Sun, 18/11/2009 – Jude Fanton

Dorobushi is a restaurant in Ginza, a smart shopping area of Tokyo. But it is different to all the others. The owner has made a commitment to using not only ingredients grown organically but those from natural farming method that does not use any inputs. They also eschew the use of fridges as they like their produce fresh and consider a fridge a food cemetery.

Last night we were guests of the restaurant for a meal of vegetables and rice eaten with students of The Seed Meister.
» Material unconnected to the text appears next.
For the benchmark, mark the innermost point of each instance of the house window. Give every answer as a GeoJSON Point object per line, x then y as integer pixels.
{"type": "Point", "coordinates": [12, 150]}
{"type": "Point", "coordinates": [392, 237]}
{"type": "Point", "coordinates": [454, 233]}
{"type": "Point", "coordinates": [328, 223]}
Organic production is often heavily reliant on manures as fertiliser to boost production that can result in high levels of nitrates in the produce. The natural farming method rejects their use. Consumers of this produce claim it helps reduce allergies, can cure and alleviate disease and tastes better. Several of the attendees at the party last night were cancer sufferers, some had claims of cures for chronic diseases like atopic syndrome through eating produce from this farming method.

Whatever the effects of eating this food, it sure tasted good. While the ingredients were standard Japanese vegetables – rice, burdock roots, lettuce, grated carrot, pickled daikon, carrot and cucumber, mushrooms – the taste was much more intense than any others we have eaten in our two weeks in Japan.

It made us a bit homesick for the produce we eat from our low-input gardens back in Australia.